Their work is described in a paper (“Stacked Capsule Autoencoders“) published on the preprint server Arxiv.org.

For the uninitiated, capsule systems make sense of objects by interpreting organized sets of their interrelated parts geometrically. Sets of mathematical functions (capsules) that individually activate for various object properties (like position, size, and hue) are tacked onto a convolutional neural network (a type of AI model often used to analyze visual imagery), and several of their outputs are reused to form more “stable” representations for higher-order capsules. Since these representations remain intact throughout, capsule systems can leverage them to identify objects even with changes in viewpoint, such as when the positions of parts are swapped or transformed.

AI capsules

Above: A diagram illustrating the proposed capsule system.
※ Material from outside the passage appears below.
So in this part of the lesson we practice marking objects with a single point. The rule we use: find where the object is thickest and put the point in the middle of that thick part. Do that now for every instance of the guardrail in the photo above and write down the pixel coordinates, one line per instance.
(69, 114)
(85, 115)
Another unique thing about capsule systems? They route with attention. As with all deep neural networks, capsules’ functions are arranged in interconnected layers that transmit “signals” from input data and slowly adjust the synaptic strength — weights — of each connection. (That’s how they extract features and learns to make predictions.) But where capsules are concerned, the weightings are calculated dynamically according to previous-layer functions’ ability to predict the next layer’s outputs.

Hinton and colleagues’ recent work investigates a neural encoder that looks at image samples and attempts to suss out the presence and poses of objects. It’s trained with a decoder that predicts the pose of already discovered parts of images (segmented by an autoencoder) using a mixture of pose predictions, and that models each image pixel as a mixture of predictions made by transformed parts. The capsule system is then learned on unlabeled data, and the vectors (mathematical representations) of presences are clustered together to capture spatial relationships among whole objects and parts.
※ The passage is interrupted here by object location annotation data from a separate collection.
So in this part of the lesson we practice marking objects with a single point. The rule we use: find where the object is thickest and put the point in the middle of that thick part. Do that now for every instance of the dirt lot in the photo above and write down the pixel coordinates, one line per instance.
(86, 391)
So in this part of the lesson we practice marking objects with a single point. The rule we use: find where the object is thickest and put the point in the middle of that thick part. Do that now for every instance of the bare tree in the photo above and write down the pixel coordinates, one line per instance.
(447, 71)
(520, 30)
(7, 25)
The coauthors noticed that the vectors of presence probabilities for object capsules are more likely to form tight clusters, and that assigning a class to each tight cluster produces state-of-the-art results in unsupervised classification on the Street View House Numbers Dataset (a data set of over 600,000 real-world images of house numbers from Google Street View Images). Furthermore, this realization led to near-state-of-the-art results on MNIST, a corpus of handwritten digits, and further improved performance with fewer than 300 parameters.